Dans les deux cas, les coraux, les échinodermes et les mollusques sont les animaux les moins capables de s’adapter à un environnement à l’acidité croissante. Selon les deux scénarios climatiques retenus, le pH pourrait diminuer de près de 0,3 unité d’ici 2050. Pas grand chose? Si, hélas. Le pH est, en effet, une grandeur logarithmique de la concentration en ion hydrogène. Une telle diminution correspond à un doublement de l’acidité de l’océan entre l’ère pré-industrielle et 2050. Pour les deux chercheurs, ce phénomène est trop rapide pour de nombreuses espèces. Il pourrait en résulter une importante redistribution de la faune marine au cours des prochaines décennies.

Moins d’algue = plus de chaleur

Ce phénomène pourrait, en outre, être couplé à un autre dégât collatéral de l’acidification. Dans un article, également publié dimanche par Nature Climate Change, une équipe dirigée par Katharina Six (Max Planck Institute de Hambourg) affirme que l’acidification va contribuer au réchauffement climatique. Les chercheurs ont reconstitué le fonctionnement d’un océan à l’acidité croissante dans des mésocosmes. Selon ces modélisations, certains phytoplanctons détestent franchement l’acidité. Problème: ces micro-algues rejettent du sulfure de diméthyle (DMS) dans l’atmosphère.

Ce composé organosulfuré est oxydé en composés soufrés (dont le dioxyde de soufre) qui augmentent l’albédo de certains nuages, contribuant ainsi à renvoyer vers l’espace une fraction de l’énergie solaire. En réduisant les populations de phytoplanctons, l’acidification pourrait donc réduire la production de DMS et, ce faisant, contribuer à accélérer le réchauffement climatique.

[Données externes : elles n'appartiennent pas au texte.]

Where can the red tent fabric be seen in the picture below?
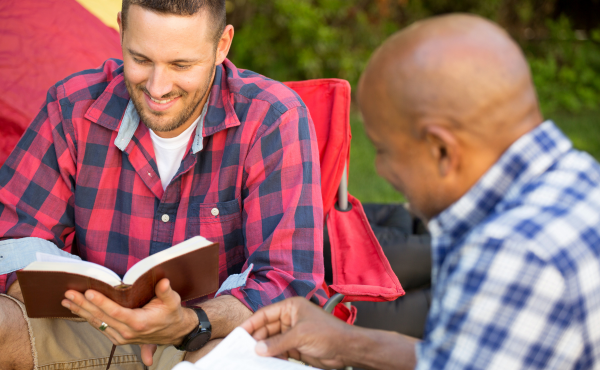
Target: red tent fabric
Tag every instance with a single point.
(42, 42)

En se basant sur le scénario du Giec A1B (stabilisation des émissions vers 2050 à environ 80 milliards de tonnes d’équivalent CO2 par an), les auteurs estiment que la chute d’émission de DMS pourrait accroître le forçage radiatif de 0,4 watt/mètre carré d’ici la fin du siècle. Soit l’équivalent du quart du réchauffement imputable à nos émissions de GES depuis 1750.